Il faut savoir dépasser les a priori sur la France : oui, la France un pays qui est ouvert à l’entreprenariat et qui dispose de régimes incitatifs pour les start-ups. Un bon exemple : celui des "jeunes entreprises innovantes" qui permet une exonération des charges URSSAF pendant 8 ans et une exonération d’impôt sur les sociétés pendant 2 ans. Le régime JEI peut même être couplé avec le crédit d’impôt recherche qui octroie un crédit d’impôt imputable sur l’impôt sur les sociétés allant jusqu’à 30 % des dépenses de recherche et développement.
Autant de dispositifs qui, combinés avec les subventions publiques, telles que les aides accordées par Bpifrance, mais également les dispositifs de réduction d’impôt dont bénéficient les résidents français font de la France, si ce n’est pas un paradis, tout au moins un havre de paix fiscal et social pour les entreprises innovantes.

Comment protéger ses "idées"?

Les entrepreneurs, à l’origine d’idées novatrices, ont souvent le réflexe de chercher à leur assurer le meilleur niveau de protection, dans les limites du budget dont ils disposent. Le droit de la propriété intellectuelle leur fournit d’ailleurs un intéressant arsenal (marques, brevets, dessins et modèles, dépôt APP, enveloppe Soleau, procès-verbal d’huissier ou encore accords de confidentialité), dans lequel il faut savoir puiser, en fonction des actifs de valeur propres à chaque start-up.
Toutefois, l’idée en elle-même n’est jamais protégeable, seule sa formalisation l’étant. Dans ce contexte, l’entrepreneur devra dans un premier temps mettre en œuvre son idée avant de déterminer les types de protection qui lui conviennent.

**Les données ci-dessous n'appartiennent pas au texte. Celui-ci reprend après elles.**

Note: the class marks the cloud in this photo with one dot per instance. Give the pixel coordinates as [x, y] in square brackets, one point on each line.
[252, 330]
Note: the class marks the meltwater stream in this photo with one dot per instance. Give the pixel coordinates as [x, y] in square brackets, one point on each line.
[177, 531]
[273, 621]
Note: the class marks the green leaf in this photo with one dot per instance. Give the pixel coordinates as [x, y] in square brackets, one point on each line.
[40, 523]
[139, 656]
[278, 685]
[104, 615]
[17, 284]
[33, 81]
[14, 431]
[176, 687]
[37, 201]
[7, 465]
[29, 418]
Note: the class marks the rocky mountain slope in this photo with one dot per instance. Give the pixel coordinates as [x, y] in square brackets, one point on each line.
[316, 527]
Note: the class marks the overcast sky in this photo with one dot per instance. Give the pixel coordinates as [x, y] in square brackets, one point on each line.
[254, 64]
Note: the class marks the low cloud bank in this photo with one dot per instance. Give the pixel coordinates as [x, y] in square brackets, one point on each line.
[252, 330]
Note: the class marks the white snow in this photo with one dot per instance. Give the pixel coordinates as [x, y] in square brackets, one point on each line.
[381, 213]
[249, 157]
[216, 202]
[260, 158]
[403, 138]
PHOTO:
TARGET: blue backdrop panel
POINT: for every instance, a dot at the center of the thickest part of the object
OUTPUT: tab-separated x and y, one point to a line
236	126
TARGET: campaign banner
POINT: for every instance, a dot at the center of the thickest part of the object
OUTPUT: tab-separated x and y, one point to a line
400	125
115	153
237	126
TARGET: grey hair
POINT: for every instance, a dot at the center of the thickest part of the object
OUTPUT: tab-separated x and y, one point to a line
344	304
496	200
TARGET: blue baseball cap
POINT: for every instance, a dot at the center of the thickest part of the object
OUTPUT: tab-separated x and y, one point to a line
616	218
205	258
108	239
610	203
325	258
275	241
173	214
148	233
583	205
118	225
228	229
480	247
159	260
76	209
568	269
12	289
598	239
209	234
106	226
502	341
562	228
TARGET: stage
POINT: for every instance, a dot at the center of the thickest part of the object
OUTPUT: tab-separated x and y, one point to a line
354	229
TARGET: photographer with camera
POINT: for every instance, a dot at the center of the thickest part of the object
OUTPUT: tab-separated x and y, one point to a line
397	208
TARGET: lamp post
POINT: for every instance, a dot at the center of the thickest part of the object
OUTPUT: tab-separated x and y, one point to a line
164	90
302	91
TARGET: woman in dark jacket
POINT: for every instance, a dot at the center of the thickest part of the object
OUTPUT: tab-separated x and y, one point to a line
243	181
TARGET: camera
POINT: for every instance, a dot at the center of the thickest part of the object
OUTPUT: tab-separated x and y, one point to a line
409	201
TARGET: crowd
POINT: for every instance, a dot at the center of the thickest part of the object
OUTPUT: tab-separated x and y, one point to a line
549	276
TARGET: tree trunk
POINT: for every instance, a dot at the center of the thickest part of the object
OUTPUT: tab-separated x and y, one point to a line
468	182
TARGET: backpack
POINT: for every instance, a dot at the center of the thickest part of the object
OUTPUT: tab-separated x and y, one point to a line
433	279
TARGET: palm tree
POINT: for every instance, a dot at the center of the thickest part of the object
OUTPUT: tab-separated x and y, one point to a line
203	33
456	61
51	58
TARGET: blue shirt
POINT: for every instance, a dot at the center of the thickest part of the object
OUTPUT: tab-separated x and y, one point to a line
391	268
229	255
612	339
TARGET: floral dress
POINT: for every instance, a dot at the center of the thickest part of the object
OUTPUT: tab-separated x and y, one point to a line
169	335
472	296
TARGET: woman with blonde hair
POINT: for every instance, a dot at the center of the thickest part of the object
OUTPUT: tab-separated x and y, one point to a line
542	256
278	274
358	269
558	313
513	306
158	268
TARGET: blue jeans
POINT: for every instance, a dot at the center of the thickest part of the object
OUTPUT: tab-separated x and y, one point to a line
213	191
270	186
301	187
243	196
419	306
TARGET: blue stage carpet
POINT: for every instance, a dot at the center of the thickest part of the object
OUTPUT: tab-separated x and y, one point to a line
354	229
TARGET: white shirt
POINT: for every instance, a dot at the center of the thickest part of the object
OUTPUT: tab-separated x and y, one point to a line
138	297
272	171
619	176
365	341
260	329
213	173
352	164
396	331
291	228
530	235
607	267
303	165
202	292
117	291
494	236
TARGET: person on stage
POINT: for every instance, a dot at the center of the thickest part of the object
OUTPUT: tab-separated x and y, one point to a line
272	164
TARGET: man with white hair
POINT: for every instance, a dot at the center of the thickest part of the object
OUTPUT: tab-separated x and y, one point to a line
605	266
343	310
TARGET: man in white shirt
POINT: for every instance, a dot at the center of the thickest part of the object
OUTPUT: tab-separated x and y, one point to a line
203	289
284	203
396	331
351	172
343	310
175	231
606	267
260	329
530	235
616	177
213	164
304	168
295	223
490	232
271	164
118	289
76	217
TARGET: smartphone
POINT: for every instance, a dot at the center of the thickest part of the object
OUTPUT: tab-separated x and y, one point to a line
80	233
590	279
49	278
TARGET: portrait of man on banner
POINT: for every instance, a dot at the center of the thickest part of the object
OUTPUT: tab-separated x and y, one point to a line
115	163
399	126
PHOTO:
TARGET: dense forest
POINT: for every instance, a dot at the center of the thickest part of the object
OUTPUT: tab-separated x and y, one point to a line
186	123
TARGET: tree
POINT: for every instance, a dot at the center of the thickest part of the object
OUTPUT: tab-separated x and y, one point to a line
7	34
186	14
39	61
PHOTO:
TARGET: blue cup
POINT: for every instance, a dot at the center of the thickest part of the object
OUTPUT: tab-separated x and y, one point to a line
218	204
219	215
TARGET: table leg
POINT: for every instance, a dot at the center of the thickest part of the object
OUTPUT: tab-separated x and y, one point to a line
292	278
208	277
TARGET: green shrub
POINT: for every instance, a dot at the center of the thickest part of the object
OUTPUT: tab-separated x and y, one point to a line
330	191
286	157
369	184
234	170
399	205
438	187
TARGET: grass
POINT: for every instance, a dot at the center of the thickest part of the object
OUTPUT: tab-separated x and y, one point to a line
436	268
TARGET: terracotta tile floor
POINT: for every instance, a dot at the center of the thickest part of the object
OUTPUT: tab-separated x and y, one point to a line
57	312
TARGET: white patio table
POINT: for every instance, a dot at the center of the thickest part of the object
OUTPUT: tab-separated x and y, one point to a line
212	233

Tout en gardant à l’esprit qu’une idée, pour parvenir à muter en succès commercial, nécessite d’être testée, confrontée et améliorée, ce qui implique qu’elle soit divulguée… Tout un paradoxe !

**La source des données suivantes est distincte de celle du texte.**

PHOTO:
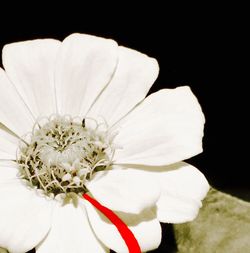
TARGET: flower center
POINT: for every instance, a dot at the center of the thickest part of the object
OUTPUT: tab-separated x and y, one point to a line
61	154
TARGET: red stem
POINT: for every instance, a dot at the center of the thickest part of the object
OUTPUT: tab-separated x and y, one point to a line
123	229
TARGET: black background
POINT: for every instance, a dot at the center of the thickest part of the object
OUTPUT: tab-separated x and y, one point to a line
204	47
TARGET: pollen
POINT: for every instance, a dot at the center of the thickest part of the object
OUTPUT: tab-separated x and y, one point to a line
61	154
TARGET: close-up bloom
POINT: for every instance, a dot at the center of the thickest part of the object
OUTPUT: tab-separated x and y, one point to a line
75	129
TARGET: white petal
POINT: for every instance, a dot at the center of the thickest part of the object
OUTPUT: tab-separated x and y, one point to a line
70	232
30	66
8	171
182	189
145	227
85	65
167	127
9	144
132	80
25	217
13	114
124	190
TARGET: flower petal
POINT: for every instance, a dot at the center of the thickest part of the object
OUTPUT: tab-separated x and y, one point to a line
8	171
8	145
70	232
85	66
182	189
165	128
145	227
25	217
14	113
30	66
124	190
135	74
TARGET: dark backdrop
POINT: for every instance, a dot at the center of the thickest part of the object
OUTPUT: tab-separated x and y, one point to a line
204	49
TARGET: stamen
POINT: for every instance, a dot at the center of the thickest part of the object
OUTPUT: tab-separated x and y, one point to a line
61	154
125	232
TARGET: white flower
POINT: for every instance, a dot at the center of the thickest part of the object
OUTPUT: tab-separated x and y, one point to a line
74	119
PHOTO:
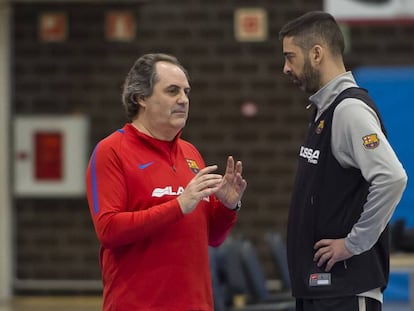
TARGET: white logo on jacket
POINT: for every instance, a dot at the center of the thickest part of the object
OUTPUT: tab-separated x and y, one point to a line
160	192
311	155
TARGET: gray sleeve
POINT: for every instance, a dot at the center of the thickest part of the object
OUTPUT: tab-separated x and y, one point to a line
379	165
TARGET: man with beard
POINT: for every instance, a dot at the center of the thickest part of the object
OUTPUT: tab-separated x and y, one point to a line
348	183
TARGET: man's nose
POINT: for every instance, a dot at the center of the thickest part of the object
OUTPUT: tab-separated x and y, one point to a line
183	98
286	69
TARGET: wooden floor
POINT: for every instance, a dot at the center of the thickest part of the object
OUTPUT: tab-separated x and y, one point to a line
54	303
92	303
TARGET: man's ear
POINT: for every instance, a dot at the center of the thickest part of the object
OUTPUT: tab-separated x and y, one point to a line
316	54
140	100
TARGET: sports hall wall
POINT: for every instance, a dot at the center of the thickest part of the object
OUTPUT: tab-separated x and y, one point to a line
54	237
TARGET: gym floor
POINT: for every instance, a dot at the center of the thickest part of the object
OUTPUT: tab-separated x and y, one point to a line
94	303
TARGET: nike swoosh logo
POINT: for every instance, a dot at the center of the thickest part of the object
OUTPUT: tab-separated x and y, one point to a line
145	165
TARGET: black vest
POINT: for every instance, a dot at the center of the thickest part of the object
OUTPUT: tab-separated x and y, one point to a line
327	201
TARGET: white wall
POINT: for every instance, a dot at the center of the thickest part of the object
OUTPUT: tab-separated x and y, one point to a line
6	267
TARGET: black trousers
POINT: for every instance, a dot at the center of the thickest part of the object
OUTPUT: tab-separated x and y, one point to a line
351	303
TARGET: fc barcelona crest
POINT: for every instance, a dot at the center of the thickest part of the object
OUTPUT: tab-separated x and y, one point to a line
320	127
371	141
192	164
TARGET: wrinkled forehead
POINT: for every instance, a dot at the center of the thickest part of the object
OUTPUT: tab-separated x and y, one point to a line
169	73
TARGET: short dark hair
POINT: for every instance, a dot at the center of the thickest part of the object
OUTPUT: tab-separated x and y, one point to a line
141	78
312	28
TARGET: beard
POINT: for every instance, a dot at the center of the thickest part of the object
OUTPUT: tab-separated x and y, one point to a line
309	80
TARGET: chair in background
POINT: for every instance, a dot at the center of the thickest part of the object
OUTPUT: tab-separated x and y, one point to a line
257	281
277	249
241	289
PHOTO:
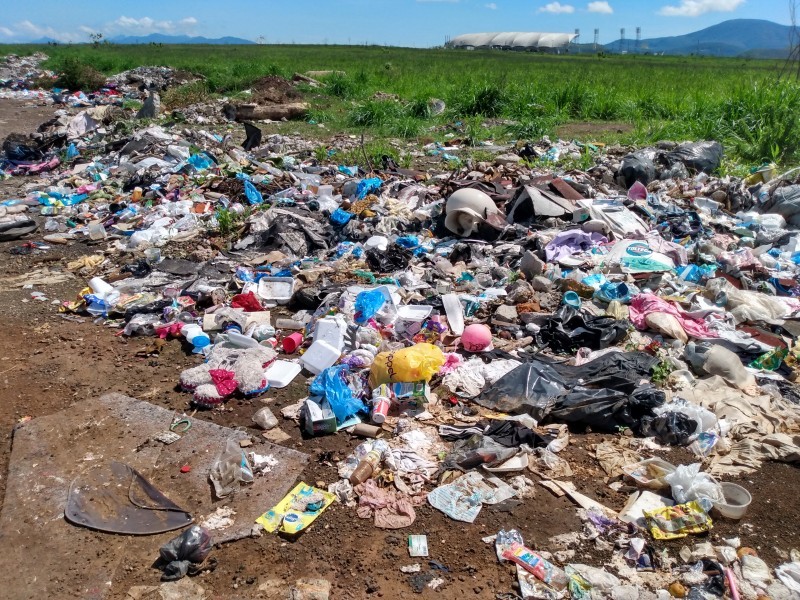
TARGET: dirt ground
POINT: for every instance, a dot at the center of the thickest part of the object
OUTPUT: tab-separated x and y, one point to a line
48	363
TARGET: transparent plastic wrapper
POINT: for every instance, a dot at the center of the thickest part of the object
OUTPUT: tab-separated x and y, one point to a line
191	547
702	156
688	484
331	384
367	305
142	324
476	451
230	469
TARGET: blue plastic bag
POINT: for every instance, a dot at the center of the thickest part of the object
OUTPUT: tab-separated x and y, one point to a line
368	303
200	161
253	195
365	186
332	385
340	217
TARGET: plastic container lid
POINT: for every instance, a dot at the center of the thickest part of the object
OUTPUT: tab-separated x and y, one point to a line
737	500
276	289
281	373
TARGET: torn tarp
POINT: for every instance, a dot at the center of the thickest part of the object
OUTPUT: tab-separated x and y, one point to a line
569	329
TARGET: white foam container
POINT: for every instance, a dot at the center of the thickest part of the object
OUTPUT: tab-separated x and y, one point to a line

Quels sont les impératifs avant de s’implanter à l’étranger ?

Ils sont nombreux. Deux retiennent particulièrement notre attention :

  1. L’identification des barrières (traduction juridique d’un certain protectionnisme économique) posées par le droit dans lequel l’implantation est envisagée. Certains états imposent par exemple que la majorité du capital d’une société soit détenue par un citoyen de l’Etat concerné. D’autres imposent parfois de désigner un représentant local.
  2. L’appréciation des risques inhérents au droit de l’Etat de destination. Aux États-Unis, les enjeux de responsabilité civile et pénale et leur amplitude (ex : punitive damages) devront nécessairement être pris en compte et pourront justifier la mise en place d’écrans de protection juridique.